Por su parte, el novelista, ensayista y físico argentino Ernesto Sábato (Premio Cervantes 1984) explica lo necesario que fueron para él sus primeros acercamientos surrealistas: «No encontré al surrealismo por casualidad. No creo que haya casualidades en lo que se refiere al espíritu del hombre: hay proyectos, finalidades, olfatos. Uno, finalmente, busca a los hombres de la raza de uno. Yo encontré al surrealismo porque lo necesitaba. Yo venía de la ciencia pura, esta había sido una experiencia vital (…) El arte es coexistente con el pensamiento científico. Y punto. No se puede decir más, ni reducir una cosa a la otra. El hombre tiene una parte diurna y otra nocturna. Y es ahí donde entronco al surrealismo, creo» (páginas 229 y 230).

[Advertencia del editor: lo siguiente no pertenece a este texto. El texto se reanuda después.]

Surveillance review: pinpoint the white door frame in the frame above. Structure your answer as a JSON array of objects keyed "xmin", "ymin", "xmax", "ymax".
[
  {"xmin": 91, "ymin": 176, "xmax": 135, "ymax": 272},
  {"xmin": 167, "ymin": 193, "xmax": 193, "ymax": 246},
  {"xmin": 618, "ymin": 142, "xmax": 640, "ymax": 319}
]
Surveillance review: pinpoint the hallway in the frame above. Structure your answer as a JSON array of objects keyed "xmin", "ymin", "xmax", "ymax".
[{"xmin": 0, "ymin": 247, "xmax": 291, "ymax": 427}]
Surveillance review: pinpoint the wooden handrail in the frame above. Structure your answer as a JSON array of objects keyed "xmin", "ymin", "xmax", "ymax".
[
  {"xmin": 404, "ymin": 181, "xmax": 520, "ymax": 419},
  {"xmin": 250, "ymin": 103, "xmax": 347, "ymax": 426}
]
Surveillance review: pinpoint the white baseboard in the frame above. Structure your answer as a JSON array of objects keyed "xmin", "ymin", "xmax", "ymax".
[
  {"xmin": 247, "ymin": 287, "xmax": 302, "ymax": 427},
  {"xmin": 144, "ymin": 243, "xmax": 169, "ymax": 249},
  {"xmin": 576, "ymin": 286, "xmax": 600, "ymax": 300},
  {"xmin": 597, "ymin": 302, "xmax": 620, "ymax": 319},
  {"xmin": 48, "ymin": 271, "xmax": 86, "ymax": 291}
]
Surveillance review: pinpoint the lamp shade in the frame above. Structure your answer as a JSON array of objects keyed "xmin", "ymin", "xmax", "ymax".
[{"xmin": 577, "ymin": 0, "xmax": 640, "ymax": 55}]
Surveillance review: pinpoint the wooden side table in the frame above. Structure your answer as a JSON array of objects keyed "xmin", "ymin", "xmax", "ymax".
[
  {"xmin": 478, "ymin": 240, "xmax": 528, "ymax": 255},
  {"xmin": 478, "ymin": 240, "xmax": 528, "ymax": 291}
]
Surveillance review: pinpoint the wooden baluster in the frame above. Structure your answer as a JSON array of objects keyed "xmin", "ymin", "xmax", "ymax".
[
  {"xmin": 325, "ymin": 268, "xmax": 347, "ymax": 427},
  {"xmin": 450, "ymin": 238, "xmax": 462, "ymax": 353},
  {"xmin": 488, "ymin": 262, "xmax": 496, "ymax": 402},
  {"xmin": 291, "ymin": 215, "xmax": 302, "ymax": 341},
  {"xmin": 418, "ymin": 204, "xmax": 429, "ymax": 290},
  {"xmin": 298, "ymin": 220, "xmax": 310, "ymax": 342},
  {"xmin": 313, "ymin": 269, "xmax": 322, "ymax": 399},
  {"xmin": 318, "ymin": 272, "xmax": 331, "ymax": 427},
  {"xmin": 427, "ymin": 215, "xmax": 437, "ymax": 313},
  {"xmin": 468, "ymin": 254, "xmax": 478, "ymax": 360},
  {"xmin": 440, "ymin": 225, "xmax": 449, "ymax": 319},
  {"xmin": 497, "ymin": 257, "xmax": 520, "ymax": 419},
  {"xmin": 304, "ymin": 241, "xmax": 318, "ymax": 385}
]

En conclusión, Peregrinos de la lengua. Confesiones de los grandes autores latinoamericanos es un libro inagotable, del que se pueden destacar muchas cosas más (tanto observaciones literarias como sociales y políticas), es una fuente insoslayable de consulta para cualquier amante de la literatura o para todo futuro escritor. Hay muchos conceptos teóricos valiosos, reflexiones (hasta de tipo filosófico) e historias de escritores que podemos encontrar en estas páginas. Es justo reconocer que Barnechea, como entrevistador, ha estado a la altura de tan excepcionales escritores de nuestro idioma. Solamente hay un vacío evidente: falta una entrevista con el Nobel colombiano Gabriel García Márquez en este libro. Con él, la pléyade hubiera estado un poco más completa. Sin él, igualmente el libro es muy disfrutable como lector y absolutamente recomendable para todo aquel que quiera acercarse a los mejores exponentes de la literatura latinoamericana de la segunda mitad del siglo XX.